Clay Center, Nebraska
As the county seat of Clay County, Clay Center is the site of the historic courthouse which dominates the town square. Thirty retail stores and establishments serve the community of 980 people. There is always something to do with community plays and school events, church fellowship activities, and many organizations offering opportunities for everyone.
The Fourth of July, "Old Trusty Days," county fair, and good football games are a few of the highlights of the year, enjoyed by not only the people in Clay Center, but also from all over the county.
The town of Clay Center was laid out in the summer of 1879. In an election held on November 4, 1879, the voters favored the proposition that the seat of government be moved to the middle of the 16-township county and be given the name "Clay Center."

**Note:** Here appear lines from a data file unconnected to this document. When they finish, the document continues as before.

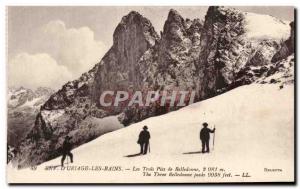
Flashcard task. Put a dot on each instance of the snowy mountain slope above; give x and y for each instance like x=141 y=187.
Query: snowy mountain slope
x=209 y=57
x=23 y=106
x=254 y=130
x=259 y=26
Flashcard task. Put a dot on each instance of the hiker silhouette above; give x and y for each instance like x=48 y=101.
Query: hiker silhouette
x=144 y=140
x=66 y=150
x=204 y=137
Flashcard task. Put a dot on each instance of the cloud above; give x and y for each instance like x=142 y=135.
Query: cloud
x=34 y=70
x=61 y=54
x=75 y=48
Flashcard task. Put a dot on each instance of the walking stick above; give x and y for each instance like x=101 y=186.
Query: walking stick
x=214 y=137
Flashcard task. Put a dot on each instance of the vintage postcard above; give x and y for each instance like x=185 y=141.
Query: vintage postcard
x=201 y=94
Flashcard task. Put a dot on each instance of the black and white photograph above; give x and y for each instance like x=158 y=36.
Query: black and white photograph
x=150 y=94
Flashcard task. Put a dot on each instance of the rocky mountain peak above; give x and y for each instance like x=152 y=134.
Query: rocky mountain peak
x=135 y=24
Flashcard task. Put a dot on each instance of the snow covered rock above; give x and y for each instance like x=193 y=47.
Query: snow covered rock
x=231 y=48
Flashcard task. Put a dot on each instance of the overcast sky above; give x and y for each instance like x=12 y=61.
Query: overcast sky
x=48 y=46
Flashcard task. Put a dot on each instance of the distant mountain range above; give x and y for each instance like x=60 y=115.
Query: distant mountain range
x=23 y=106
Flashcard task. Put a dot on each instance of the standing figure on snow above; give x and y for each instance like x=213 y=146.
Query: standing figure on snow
x=66 y=150
x=204 y=137
x=144 y=140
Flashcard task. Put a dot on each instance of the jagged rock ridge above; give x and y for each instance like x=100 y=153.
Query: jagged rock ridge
x=209 y=57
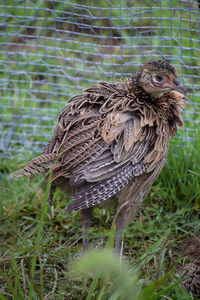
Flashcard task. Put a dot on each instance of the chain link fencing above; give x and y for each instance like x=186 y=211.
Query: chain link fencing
x=51 y=50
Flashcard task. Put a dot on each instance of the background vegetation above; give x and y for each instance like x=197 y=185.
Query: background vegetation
x=52 y=50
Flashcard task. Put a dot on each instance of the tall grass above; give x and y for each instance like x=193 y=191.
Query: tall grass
x=38 y=252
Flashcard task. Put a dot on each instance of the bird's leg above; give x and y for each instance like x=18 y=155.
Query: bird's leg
x=86 y=216
x=120 y=225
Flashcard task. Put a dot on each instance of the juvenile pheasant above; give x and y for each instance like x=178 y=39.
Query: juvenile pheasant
x=191 y=272
x=111 y=142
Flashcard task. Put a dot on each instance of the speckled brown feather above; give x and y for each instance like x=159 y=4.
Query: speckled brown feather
x=111 y=140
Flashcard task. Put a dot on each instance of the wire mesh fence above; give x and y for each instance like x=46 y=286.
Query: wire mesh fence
x=51 y=50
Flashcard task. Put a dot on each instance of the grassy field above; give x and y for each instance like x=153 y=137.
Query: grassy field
x=45 y=59
x=41 y=255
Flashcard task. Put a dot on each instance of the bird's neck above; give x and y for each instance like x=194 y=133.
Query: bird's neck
x=167 y=108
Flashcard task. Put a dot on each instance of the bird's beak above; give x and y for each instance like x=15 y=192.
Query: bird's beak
x=176 y=85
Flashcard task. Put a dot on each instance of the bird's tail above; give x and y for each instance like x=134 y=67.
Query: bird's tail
x=40 y=164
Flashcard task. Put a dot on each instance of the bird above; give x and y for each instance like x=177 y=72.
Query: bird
x=191 y=271
x=111 y=143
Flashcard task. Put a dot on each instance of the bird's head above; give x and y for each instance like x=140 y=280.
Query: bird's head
x=158 y=78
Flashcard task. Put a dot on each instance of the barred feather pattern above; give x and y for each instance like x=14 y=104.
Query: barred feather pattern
x=111 y=140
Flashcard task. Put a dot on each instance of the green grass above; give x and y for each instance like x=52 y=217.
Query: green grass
x=41 y=256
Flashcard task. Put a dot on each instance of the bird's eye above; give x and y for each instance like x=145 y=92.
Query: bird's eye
x=159 y=78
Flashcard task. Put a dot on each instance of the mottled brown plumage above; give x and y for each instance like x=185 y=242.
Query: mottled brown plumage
x=112 y=141
x=191 y=272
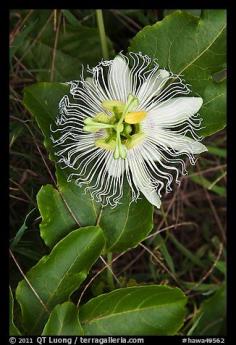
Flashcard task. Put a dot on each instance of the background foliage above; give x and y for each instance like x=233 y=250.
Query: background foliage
x=187 y=256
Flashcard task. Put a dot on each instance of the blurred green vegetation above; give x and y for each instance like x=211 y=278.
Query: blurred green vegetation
x=51 y=45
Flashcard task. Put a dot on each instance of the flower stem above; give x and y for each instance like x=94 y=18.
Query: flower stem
x=102 y=34
x=109 y=274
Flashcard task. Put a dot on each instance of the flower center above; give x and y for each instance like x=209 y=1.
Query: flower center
x=122 y=129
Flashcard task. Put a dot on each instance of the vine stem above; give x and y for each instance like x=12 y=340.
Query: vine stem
x=110 y=280
x=102 y=34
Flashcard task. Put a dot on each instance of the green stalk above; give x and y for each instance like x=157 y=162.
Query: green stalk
x=102 y=34
x=109 y=274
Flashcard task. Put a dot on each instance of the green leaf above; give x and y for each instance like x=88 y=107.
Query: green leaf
x=68 y=202
x=13 y=330
x=142 y=310
x=211 y=317
x=20 y=232
x=202 y=181
x=69 y=47
x=64 y=209
x=195 y=48
x=63 y=320
x=127 y=224
x=57 y=275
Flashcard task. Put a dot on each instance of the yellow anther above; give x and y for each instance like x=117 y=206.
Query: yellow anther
x=135 y=117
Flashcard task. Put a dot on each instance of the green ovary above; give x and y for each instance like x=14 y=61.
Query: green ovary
x=120 y=136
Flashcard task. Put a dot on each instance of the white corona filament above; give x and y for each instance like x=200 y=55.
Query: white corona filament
x=167 y=134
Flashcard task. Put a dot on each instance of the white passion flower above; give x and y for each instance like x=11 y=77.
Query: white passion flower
x=130 y=121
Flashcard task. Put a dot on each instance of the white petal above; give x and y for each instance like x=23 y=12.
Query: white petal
x=141 y=178
x=115 y=167
x=152 y=86
x=174 y=111
x=152 y=196
x=179 y=142
x=119 y=79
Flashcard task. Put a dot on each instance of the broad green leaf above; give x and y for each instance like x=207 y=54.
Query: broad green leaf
x=64 y=209
x=20 y=232
x=57 y=275
x=13 y=330
x=202 y=181
x=126 y=225
x=76 y=45
x=211 y=317
x=195 y=48
x=63 y=320
x=68 y=201
x=142 y=310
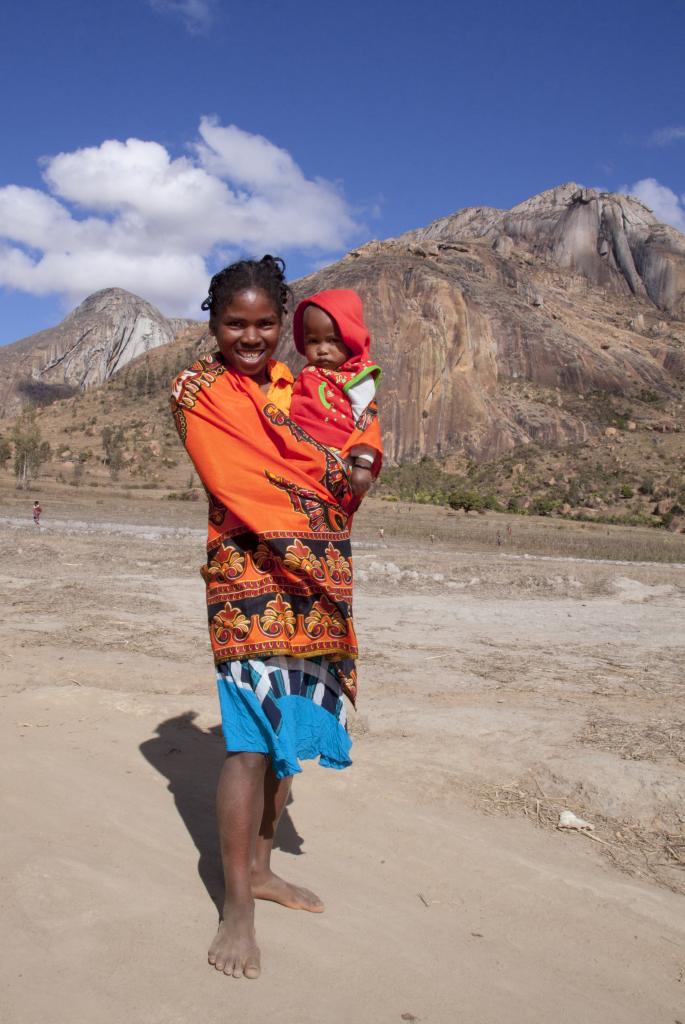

The election was, of course, contested by heated competitions with rivals Sutton and Harvard. But as soon as a one-story, frame building was completed, the county records were whisked out of the building in Sutton in the dead-of-night, and brought to the official county seat by horse and wagon. Thus ended another colorful Nebraska county seat saga. In February 1887, Clay Center became an incorporated village.
Industrial development began in 1903 when M. M. Johnson built a factory to manufacture "Old Trusty" poultry incubators and brooders that were sold nationwide. The factory provided employment for hundreds of local citizens. The Johnson Company established radio station KMMJ in 1925 to promote its products, and the station made Clay Center a well-known and respected name in farm homes throughout the Midwest.
Clay Center experienced dramatic change in 1942 when a Naval Ammunition Depot was built just west of town to produce bombs and shells during World War II. This property was later transferred to the U.S. Department of Agriculture and has been designated by Congress as the Roman L. Hruska U.S. Meat Animal Research Center.